Snowe is an historic anomaly in our modern political system. She is a well liked Republican representing what by many measures is a Democratic state. She likely would have won re-election in spite of her party label, because during her decades long history as a public figure she has built a lot of personal good will with voters. People were voting for her and not her party. She is basically a Senate remnant from a different political time. With her personal appeal out of the picture, the Senate seat should revert back to modern political patterns.
Maine has become a state that now strongly favors Democrats. That is why during a huge 2010 Republican wave, Democrats still managed to hold on to both of Maine’s congressional districts.

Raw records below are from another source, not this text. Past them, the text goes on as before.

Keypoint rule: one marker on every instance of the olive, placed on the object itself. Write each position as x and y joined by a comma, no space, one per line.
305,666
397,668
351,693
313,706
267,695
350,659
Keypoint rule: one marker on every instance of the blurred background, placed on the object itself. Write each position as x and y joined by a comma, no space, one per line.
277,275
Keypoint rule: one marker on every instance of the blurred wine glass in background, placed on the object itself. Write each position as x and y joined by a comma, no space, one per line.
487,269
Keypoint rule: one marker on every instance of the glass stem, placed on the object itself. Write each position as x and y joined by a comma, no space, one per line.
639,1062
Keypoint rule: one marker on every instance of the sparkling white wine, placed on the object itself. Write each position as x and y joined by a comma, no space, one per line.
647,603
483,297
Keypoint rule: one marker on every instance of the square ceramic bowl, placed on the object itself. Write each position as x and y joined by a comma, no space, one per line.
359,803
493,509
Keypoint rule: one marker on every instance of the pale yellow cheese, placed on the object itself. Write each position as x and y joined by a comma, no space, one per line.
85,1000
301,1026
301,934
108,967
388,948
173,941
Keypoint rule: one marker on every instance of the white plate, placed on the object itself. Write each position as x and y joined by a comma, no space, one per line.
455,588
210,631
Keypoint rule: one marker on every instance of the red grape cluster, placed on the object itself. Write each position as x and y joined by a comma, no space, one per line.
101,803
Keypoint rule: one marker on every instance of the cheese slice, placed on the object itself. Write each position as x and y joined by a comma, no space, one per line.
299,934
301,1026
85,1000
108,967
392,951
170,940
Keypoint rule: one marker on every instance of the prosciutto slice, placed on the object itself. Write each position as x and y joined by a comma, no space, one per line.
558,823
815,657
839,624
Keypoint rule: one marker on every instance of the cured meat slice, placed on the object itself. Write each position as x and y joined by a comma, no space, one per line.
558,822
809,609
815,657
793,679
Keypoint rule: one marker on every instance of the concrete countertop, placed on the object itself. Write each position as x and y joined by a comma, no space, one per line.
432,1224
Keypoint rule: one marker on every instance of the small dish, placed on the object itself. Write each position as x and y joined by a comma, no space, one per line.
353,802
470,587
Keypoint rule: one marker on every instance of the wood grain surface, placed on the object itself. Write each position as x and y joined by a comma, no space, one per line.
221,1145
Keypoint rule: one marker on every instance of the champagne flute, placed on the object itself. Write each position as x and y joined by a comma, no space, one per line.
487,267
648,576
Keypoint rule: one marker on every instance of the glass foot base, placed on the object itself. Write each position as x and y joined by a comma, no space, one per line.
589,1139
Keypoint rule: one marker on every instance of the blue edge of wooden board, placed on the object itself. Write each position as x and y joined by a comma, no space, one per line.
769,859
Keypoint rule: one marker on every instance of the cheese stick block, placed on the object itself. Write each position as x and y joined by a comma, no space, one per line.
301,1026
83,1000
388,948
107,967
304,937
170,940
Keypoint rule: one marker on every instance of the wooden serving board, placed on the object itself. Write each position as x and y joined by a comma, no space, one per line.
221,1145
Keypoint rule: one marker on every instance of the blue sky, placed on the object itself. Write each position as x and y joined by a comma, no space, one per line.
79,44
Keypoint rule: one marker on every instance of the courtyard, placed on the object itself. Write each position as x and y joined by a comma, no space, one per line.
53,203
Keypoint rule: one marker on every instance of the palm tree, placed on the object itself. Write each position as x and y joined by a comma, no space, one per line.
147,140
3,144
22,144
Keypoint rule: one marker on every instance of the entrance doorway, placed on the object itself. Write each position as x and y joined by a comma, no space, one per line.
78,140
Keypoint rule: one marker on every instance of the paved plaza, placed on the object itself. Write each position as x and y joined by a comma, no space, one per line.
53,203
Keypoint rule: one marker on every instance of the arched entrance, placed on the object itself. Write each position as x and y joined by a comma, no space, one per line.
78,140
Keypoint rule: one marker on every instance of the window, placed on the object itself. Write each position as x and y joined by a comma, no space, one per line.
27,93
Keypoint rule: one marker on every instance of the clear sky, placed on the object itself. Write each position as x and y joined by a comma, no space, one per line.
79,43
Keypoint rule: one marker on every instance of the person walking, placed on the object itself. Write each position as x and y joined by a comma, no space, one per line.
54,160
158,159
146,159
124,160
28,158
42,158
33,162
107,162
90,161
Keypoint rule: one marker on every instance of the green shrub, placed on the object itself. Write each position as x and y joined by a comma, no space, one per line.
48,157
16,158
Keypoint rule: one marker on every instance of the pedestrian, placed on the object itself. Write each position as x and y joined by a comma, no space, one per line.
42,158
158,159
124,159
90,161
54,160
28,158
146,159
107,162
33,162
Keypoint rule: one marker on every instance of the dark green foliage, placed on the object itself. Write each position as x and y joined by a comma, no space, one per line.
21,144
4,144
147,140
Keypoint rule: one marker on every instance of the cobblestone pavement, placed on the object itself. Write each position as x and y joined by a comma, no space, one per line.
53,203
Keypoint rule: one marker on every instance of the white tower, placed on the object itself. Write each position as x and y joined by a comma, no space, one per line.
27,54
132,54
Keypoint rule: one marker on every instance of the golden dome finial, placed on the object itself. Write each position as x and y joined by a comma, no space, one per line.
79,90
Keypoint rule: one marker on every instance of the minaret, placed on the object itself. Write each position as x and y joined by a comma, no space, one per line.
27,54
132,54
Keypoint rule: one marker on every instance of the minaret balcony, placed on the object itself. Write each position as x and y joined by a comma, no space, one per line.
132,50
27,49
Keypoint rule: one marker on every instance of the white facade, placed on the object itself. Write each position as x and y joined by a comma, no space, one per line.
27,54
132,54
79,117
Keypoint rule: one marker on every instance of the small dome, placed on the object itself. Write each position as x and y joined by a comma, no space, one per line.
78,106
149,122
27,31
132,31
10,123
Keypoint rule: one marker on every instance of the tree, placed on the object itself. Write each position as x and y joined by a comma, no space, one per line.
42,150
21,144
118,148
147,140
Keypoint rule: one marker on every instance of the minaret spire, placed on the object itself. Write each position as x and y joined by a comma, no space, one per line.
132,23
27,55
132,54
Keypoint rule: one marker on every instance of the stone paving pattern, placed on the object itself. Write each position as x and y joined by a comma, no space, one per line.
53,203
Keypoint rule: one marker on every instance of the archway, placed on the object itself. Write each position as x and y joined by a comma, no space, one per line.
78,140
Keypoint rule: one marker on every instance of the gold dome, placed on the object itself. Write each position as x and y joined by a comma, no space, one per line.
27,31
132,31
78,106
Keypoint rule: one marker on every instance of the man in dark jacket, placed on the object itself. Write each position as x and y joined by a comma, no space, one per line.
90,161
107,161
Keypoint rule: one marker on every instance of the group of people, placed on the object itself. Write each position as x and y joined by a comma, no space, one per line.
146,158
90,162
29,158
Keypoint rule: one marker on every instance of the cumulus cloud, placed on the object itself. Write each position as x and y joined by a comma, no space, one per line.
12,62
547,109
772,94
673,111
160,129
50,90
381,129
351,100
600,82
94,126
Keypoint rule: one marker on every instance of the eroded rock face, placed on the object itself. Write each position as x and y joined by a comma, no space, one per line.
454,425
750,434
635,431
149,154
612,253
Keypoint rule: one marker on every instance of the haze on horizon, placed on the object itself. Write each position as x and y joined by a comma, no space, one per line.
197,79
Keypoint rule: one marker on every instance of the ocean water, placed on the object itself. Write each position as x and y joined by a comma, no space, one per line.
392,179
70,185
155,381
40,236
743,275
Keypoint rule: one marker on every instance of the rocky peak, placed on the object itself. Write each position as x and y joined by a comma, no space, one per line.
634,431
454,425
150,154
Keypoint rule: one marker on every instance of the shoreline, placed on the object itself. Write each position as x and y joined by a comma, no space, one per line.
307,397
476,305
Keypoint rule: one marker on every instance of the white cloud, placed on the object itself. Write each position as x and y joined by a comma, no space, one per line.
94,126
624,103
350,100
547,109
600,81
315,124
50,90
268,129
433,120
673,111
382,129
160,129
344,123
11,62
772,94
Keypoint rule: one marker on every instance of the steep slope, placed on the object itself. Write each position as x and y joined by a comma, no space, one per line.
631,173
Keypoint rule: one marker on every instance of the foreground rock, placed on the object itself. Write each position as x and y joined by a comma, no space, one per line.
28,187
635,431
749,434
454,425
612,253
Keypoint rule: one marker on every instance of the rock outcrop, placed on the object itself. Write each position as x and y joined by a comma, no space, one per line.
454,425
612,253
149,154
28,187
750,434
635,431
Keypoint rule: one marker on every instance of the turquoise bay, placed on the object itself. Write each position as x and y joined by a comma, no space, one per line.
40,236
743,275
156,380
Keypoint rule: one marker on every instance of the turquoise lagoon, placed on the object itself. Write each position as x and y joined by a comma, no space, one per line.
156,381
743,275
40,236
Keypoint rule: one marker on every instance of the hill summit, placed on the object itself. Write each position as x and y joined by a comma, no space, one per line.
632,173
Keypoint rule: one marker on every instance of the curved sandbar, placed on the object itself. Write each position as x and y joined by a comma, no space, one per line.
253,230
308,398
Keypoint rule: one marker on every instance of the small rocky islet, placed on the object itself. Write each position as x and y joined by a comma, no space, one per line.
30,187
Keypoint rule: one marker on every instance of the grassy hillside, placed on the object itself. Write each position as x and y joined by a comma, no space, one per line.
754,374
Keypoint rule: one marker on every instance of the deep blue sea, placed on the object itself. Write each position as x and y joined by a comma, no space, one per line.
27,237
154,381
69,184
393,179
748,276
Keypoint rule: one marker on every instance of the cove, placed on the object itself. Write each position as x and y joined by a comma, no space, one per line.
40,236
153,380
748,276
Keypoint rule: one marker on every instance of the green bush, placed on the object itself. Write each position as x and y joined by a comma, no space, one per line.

It is the 12th most Democratic state and 12th most liberal state according to Gallup. It is also the state where President Obama has his 16th highest job approval rating.
In 2008 Obama only won 52.9% of the national popular vote, but he carried Maine with 57.7% of the vote. This made Maine Obama ‘s 11th best performing state. With 2012 being a presidential year, turnout among young voters that lean Democratic should again be high.
Unless there’s a Republican candidate who is incredibly popular, which currently doesn’t appear to exist, or a massive national swing towards the Republican party before November, a Democrat should win this seat.
One aspect of the growing polarization and unification of political parties in America is that elections become more predictable based on demographic trends. Legacy politicians like Snowe who managed over decades to make themselves their own brand could buck this national dynamic. With Snowe and her brand gone, though, what will likely matter most is the party brands. And in Maine the preferred brand is clearly Democratic.